The Washington Post reported that senior White House aides were so worried by Haspel’s offer to withdraw herself from consideration that they rushed to Langley, Virginia, to meet with the acting CIA director at her office late on May 4. Discussions continued for several hours, officials said, and the White House was not entirely sure she would stick with her nomination until the following afternoon, according to the officials who spoke on the condition of anonymity.

After being reassured by the White House that she had the president’s full support, Haspel decided to remain the nominee.

Trump defended Haspel in an early morning tweet on May 7, writing:

My highly respected nominee for CIA Director, Gina Haspel, has come under fire because she was too tough on Terrorists.
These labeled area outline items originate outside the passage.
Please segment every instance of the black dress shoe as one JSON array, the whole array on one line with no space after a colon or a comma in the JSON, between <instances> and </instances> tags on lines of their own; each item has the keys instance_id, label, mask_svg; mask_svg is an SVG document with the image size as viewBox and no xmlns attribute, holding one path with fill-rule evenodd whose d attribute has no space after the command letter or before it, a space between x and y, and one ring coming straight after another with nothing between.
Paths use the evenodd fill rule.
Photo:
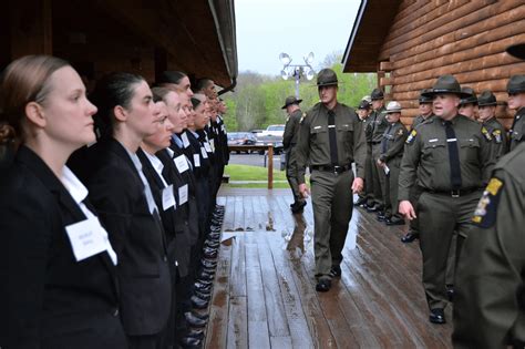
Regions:
<instances>
[{"instance_id":1,"label":"black dress shoe","mask_svg":"<svg viewBox=\"0 0 525 349\"><path fill-rule=\"evenodd\" d=\"M184 337L178 342L184 349L198 349L202 348L202 340L193 337Z\"/></svg>"},{"instance_id":2,"label":"black dress shoe","mask_svg":"<svg viewBox=\"0 0 525 349\"><path fill-rule=\"evenodd\" d=\"M330 269L331 277L341 277L341 267L340 266L332 266Z\"/></svg>"},{"instance_id":3,"label":"black dress shoe","mask_svg":"<svg viewBox=\"0 0 525 349\"><path fill-rule=\"evenodd\" d=\"M198 329L191 329L187 331L186 337L192 337L195 339L203 340L204 339L204 331Z\"/></svg>"},{"instance_id":4,"label":"black dress shoe","mask_svg":"<svg viewBox=\"0 0 525 349\"><path fill-rule=\"evenodd\" d=\"M384 222L387 225L404 225L404 219L399 217L391 217Z\"/></svg>"},{"instance_id":5,"label":"black dress shoe","mask_svg":"<svg viewBox=\"0 0 525 349\"><path fill-rule=\"evenodd\" d=\"M318 292L327 292L332 287L332 281L329 279L320 279L316 285L316 290Z\"/></svg>"},{"instance_id":6,"label":"black dress shoe","mask_svg":"<svg viewBox=\"0 0 525 349\"><path fill-rule=\"evenodd\" d=\"M208 301L198 298L197 296L192 296L192 306L195 309L206 309L208 307Z\"/></svg>"},{"instance_id":7,"label":"black dress shoe","mask_svg":"<svg viewBox=\"0 0 525 349\"><path fill-rule=\"evenodd\" d=\"M207 322L206 320L195 317L192 311L184 312L184 317L186 318L186 322L192 327L205 327Z\"/></svg>"},{"instance_id":8,"label":"black dress shoe","mask_svg":"<svg viewBox=\"0 0 525 349\"><path fill-rule=\"evenodd\" d=\"M432 324L446 324L445 312L441 308L430 310L429 320Z\"/></svg>"}]
</instances>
Think of that, in these very dangerous times, we have the most qualified person, a woman, who Democrats want OUT because she is too tough on terror. Win Gina!

The Senate confirmation hearings to consider Haspel’s appointment as CIA director will begin on May 9. While Trump asserted that Democrats are opposed to Haspel to head the CIA “because she is too tough on terror,” constitutionalists such as former Representative Ron Paul, as well as a writer for The New American whose March 15 article was entitled, “Trump’s CIA Pick Should be Charged as a War Criminal for Practicing Torture,” are opposed to Haspel not because she is tough on terror, but because she advocates methods that are inhumane and evade constitutional protections by being practiced at CIA “black hole” sites outside of U.S. jurisdiction.

The New American reported that in 2002 Haspel was placed in charge of what is believed to be the CIA’s first overseas detention site. That site, in Thailand, was known as a place where waterboarding was a common occurrence.

Observing that Haspel “helped develop an interrogation regimen that our own government admitted was torture” and “that she oversaw an infamous ‘black site’ where torture took place,” Paul wrote: “In a society that actually valued the rule of law, Haspel may be facing time in a much different kind of federal facility than CIA headquarters.”